HCC: Hepatocellular carcinoma; HCV: Hepatitis C virus.
Chimpanzees have been the central animal model to study HCV infection. Besides humans, they are the only species that is naturally susceptible to HCV infection. Chimpanzees partially recapitulate the natural course of infection in humans. While acute hepatitis is somewhat milder in chimpanzees than in humans, experimentally infected animals also frequently progress to chronicity.[74,124,125] Subclinical hepatitis, after many years of chronicity, however, is also not uncommon in humans without risk factors for rapid progression including, older age or alcohol intake. The chimpanzee model has been of critical importance for defining the nature of protective immunity following reinfection. Experiments in chimpanzees demonstrated that clearance of a primary infection with HCV does not provide sterilizing immunity against challenges with homologous or heterologous viruses.[83,84] However, despite their utility, the use of chimpanzees in biomedical research is intensely debated due to ethical concerns. In fact, strong public opposition against the use of large apes has led to the ban of chimpanzee research in many countries. Undoubtedly, an NIH moratorium on 'nonessential chimpanzee research'[204] is likely to constrain HCV vaccine development and HCV research in general in the future. Furthermore, experiments in chimpanzees are associated with very high cost, and usually only few animals, which are genetically heterogeneous, remain available. Consequently, the interpretation of data derived from experiments on a small number of chimpanzees is often statistically difficult.

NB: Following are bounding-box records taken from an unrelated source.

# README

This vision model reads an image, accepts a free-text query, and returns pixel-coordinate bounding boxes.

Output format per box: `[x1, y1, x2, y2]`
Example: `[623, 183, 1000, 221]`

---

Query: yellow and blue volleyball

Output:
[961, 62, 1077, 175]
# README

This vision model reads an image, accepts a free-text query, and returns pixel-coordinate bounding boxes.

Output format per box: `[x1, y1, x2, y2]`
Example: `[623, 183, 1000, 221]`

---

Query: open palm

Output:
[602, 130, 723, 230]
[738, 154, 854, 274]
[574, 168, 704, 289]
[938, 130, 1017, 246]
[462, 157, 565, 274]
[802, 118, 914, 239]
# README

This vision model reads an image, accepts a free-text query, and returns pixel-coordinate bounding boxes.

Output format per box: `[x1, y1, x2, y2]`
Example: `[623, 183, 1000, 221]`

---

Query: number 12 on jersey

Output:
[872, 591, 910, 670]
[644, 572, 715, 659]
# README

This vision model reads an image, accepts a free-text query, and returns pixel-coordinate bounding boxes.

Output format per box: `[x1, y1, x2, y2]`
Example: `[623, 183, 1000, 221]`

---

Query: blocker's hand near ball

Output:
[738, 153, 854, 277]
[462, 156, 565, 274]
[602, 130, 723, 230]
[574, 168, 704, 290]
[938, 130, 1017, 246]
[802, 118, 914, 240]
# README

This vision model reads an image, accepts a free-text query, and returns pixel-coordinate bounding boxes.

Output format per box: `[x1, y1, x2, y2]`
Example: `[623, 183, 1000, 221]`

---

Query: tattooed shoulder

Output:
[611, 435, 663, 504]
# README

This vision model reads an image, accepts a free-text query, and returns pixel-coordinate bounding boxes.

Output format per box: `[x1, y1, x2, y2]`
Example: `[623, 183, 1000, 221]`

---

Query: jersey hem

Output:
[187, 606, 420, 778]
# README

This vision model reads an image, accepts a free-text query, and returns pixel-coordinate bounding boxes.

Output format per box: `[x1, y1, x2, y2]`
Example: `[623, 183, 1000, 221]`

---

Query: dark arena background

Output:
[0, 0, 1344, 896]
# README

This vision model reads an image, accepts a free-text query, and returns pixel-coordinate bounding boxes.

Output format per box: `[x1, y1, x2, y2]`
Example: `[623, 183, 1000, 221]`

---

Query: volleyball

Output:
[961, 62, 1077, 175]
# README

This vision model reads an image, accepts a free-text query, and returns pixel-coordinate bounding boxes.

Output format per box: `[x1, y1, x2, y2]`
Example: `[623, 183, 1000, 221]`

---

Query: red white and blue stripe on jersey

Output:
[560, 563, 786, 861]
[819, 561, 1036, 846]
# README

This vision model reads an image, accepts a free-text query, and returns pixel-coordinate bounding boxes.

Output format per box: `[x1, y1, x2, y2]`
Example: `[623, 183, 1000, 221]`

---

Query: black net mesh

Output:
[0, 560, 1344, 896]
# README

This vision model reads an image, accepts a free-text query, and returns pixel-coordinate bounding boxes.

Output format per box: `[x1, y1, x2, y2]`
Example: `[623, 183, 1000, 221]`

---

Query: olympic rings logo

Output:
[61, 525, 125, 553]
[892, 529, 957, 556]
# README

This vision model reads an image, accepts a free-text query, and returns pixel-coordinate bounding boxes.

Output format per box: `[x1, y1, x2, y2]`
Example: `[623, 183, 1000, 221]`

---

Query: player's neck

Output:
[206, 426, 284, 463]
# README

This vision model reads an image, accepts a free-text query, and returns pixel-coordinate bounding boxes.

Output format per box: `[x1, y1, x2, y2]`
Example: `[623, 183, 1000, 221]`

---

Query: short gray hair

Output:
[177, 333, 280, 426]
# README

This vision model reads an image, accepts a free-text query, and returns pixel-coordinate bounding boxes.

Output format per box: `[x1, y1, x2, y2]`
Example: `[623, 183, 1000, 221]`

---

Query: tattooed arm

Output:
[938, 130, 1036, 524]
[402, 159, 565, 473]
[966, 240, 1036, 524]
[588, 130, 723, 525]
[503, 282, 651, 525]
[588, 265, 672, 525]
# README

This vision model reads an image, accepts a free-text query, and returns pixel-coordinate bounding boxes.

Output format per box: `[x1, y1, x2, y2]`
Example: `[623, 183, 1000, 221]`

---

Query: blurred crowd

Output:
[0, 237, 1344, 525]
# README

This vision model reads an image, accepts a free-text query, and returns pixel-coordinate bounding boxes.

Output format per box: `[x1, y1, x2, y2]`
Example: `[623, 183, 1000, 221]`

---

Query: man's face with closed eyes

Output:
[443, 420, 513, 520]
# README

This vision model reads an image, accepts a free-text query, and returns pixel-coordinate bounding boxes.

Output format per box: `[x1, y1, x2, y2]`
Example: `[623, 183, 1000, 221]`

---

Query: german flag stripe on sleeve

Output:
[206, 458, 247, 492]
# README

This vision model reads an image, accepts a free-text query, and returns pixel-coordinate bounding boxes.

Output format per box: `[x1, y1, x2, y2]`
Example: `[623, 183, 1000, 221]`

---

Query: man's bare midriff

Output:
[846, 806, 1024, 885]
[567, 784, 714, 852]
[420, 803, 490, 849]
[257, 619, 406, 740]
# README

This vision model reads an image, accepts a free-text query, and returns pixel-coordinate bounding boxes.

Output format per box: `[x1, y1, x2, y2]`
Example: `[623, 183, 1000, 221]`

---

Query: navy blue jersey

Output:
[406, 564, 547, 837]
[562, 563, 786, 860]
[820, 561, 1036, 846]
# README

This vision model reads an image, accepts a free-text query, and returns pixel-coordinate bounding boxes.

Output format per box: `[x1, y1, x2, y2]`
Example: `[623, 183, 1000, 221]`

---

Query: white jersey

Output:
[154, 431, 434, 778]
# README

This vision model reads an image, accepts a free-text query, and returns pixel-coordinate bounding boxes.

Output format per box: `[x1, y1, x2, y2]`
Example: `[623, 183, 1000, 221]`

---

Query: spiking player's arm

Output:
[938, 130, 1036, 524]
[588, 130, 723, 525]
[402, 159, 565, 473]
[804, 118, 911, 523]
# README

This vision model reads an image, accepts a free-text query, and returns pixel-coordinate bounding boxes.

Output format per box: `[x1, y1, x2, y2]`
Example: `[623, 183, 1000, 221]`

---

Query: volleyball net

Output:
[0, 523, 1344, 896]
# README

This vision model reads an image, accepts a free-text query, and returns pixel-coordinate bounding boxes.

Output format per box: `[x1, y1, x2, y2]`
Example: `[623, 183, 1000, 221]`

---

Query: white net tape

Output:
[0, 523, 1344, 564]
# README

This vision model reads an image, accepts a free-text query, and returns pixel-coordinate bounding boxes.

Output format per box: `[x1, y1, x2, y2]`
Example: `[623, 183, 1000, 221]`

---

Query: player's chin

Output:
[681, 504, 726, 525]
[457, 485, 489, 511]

Accessible animal models, in particularly immunocompetent small rodents and primates, are urgently needed. Significant progress has been recently made in attempts to adapt HCV to infect nonpermissive species and to engineer the host environment to provide an environment that is more conducive to viral infection. While many new tools are still in the early phases of development, they hold promise to dramatically improve our ability to preclinically assess vaccine candidates in the near future.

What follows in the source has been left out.